Control
What is control? It sounds robotic, does it not?
Even typing the word gives me the shivers…
We usually use such words for computers, after all, not human beings!
To control oneself needn’t be understood in the realm of ‘restriction’, however, or other ways of describing the human as somewhat robotic or programmed for a single function. Self-control, instead, can give birth to life in all its many facets; wild, playful, routine or otherwise.
Let me explain how…
If the human being is indeed conscious - meaning he or she has a purposeful sense of self-will (or, ‘freedom of choice’) - then what is the ‘practice’ through which one indeed can choose to live best?
Many art forms, religions, educational methods, sports (etc) claim to be such a ‘practice’, and perhaps rightfully so. These practices needn’t be excluded, or shunned, from the ‘true’ practice of mindfulness. That being said, there is one ‘function’ which exists beneath all such practices, whether it be dance, prayer, writing, playing an instrument or taking part in a volleyball competition; and that function is the breath!
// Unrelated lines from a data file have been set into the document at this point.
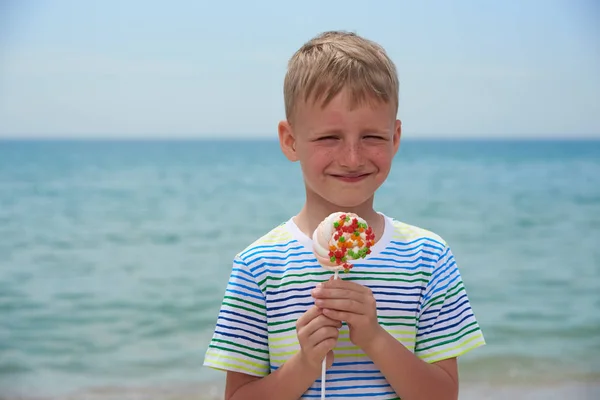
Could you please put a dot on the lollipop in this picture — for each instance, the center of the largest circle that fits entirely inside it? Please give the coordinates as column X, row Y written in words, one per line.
column 338, row 240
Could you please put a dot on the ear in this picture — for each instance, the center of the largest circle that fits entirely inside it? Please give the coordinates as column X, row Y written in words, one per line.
column 397, row 135
column 287, row 141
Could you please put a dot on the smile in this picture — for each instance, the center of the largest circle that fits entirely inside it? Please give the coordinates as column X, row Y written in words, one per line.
column 351, row 178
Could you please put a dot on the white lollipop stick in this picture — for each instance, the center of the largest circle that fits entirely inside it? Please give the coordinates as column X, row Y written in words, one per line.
column 324, row 366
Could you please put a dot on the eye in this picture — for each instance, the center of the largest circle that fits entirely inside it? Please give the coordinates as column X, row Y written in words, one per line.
column 326, row 138
column 375, row 137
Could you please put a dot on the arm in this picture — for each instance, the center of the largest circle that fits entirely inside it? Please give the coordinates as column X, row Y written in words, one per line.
column 317, row 335
column 287, row 383
column 410, row 377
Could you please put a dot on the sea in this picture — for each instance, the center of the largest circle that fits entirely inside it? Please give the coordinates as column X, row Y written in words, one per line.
column 114, row 254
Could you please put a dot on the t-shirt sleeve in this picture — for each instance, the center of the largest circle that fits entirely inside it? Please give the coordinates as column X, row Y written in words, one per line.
column 446, row 325
column 240, row 341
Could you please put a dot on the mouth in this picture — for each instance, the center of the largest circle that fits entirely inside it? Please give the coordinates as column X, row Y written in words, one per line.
column 350, row 178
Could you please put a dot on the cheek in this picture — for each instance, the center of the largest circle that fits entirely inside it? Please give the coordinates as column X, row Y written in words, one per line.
column 382, row 157
column 317, row 160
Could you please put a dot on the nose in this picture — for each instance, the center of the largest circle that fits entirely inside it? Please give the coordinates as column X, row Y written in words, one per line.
column 351, row 156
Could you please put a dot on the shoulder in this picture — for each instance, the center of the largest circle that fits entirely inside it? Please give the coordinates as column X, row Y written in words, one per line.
column 406, row 234
column 276, row 239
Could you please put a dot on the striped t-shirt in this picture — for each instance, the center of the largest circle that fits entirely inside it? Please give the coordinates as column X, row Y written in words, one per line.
column 412, row 273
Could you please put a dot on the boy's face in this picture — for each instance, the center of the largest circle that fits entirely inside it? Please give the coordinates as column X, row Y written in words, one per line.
column 345, row 154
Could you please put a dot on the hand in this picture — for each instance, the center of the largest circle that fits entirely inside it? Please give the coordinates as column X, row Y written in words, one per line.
column 318, row 336
column 348, row 301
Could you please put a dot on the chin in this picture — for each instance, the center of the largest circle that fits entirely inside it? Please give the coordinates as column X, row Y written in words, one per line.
column 347, row 202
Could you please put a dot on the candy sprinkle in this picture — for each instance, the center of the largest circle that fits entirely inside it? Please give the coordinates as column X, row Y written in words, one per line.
column 352, row 240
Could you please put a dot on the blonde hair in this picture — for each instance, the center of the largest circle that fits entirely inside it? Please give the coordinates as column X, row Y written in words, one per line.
column 335, row 60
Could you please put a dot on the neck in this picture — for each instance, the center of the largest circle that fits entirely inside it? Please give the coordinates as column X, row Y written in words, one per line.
column 313, row 212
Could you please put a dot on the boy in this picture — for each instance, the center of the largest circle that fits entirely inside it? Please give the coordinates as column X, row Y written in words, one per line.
column 391, row 328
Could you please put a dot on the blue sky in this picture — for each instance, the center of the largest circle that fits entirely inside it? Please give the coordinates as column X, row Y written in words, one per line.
column 215, row 69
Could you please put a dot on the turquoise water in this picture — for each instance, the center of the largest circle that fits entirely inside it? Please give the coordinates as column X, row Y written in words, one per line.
column 114, row 255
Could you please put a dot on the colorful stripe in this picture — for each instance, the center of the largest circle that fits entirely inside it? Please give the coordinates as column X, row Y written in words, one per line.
column 421, row 301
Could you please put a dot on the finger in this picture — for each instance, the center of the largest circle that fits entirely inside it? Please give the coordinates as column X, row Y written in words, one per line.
column 348, row 317
column 308, row 316
column 345, row 284
column 348, row 305
column 336, row 293
column 319, row 322
column 325, row 346
column 322, row 334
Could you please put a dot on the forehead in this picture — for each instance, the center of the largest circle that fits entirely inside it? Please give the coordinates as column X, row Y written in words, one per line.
column 344, row 109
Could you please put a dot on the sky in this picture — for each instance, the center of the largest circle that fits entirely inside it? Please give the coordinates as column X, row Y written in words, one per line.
column 196, row 69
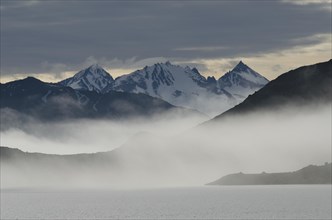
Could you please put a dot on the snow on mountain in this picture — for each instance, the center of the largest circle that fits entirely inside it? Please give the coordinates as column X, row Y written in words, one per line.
column 180, row 86
column 241, row 81
column 94, row 78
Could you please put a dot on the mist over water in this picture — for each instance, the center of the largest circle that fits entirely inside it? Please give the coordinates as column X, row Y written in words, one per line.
column 169, row 150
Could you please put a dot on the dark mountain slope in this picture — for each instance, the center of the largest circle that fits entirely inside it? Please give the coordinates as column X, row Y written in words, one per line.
column 306, row 85
column 307, row 175
column 52, row 102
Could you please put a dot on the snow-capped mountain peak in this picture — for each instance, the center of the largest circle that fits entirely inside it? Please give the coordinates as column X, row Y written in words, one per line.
column 93, row 78
column 242, row 81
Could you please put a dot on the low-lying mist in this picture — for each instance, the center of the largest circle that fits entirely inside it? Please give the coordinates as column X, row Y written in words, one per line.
column 87, row 135
column 168, row 151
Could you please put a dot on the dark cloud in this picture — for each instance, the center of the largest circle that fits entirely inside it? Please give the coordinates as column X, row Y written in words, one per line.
column 66, row 33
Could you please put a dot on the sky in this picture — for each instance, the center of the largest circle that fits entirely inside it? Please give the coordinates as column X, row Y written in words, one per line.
column 54, row 39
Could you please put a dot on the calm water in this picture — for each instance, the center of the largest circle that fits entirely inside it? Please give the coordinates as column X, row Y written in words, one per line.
column 231, row 202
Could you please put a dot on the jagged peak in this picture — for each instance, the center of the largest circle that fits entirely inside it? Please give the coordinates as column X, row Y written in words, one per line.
column 241, row 67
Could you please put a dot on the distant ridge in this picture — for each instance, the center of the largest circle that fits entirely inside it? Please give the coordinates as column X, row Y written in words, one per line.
column 308, row 175
column 306, row 85
column 177, row 85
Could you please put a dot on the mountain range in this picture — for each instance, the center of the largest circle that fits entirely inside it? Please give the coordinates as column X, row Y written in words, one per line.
column 301, row 87
column 49, row 101
column 304, row 86
column 180, row 86
column 307, row 175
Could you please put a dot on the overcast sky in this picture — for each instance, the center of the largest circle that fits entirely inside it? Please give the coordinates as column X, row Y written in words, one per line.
column 54, row 39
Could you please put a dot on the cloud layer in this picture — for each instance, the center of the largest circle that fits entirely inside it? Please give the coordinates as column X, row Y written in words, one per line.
column 63, row 36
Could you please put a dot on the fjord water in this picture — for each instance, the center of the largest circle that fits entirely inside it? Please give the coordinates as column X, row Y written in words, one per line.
column 206, row 202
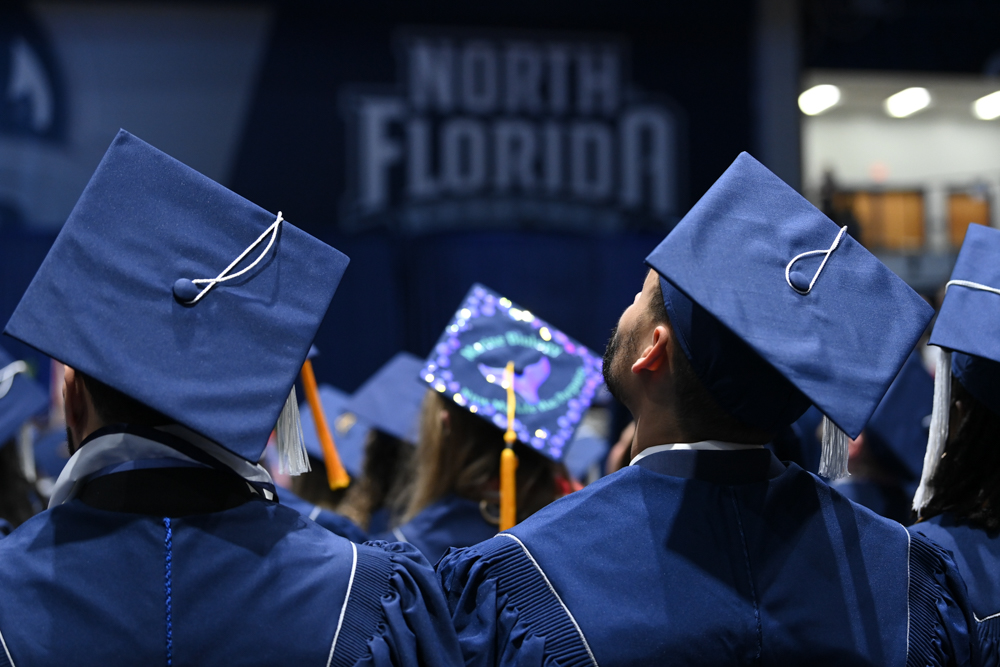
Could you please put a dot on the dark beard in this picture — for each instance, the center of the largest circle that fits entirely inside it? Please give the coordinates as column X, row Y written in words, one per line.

Control, in the most fundamentally human sense of the word, simply means to regulate one’s breath.
Sounds simple, does it not? Perhaps it is; and yet so few do it as a conscious practice, daily, weekly, monthly throughout their lives.
Imagine you were building a house and every time you laid down a certain number of bricks they collapsed through the ground beneath it. Most people, metaphorically speaking, would find a new arrangement or clever method of re-laying them without giving much attention to the very foundation (the floor) beneath it all.
Even if one took notice of the ground, they might pat it with their hand a little bit, perhaps find a more secure part, or just blindly try another piece of land somewhere else.
It’s obvious to see from this analogy that the real work – that which will support and maintain everything else on top – must come from the foundation underneath; in this case, the ground!
It doesn’t matter how beautiful and intelligently crafted the building is above it, soon enough it’ll crumble and the whole structure will need constant readjusting, or perhaps even knocked down completely in order to start all over again.
The same can be said for the human being!
The breath is that which unites the mind and body; it cannot be described or understood accurately without elements of both being considered. The breath carries with it every experience - in its rhythm, quality, speed and intensity, the story of one’s entire life is revealed.
To observe one’s story, in this way through the breath, is therefore confronting, and can be both physically and emotionally challenging for obvious reasons. No one returns from the ‘awareness experience’ unchanged.
Each life is filled with baggage; fears, emotions, traumas, addictions, cravings, desires, memories, dreams. It is what makes us human. And yet one needs only to observe them and subtle transformations, over time, begin to take place.
With observation naturally arises a more harmonious regulation, and with regulation comes self-control.
And what arrives from self-control?, you might ask... Freedom!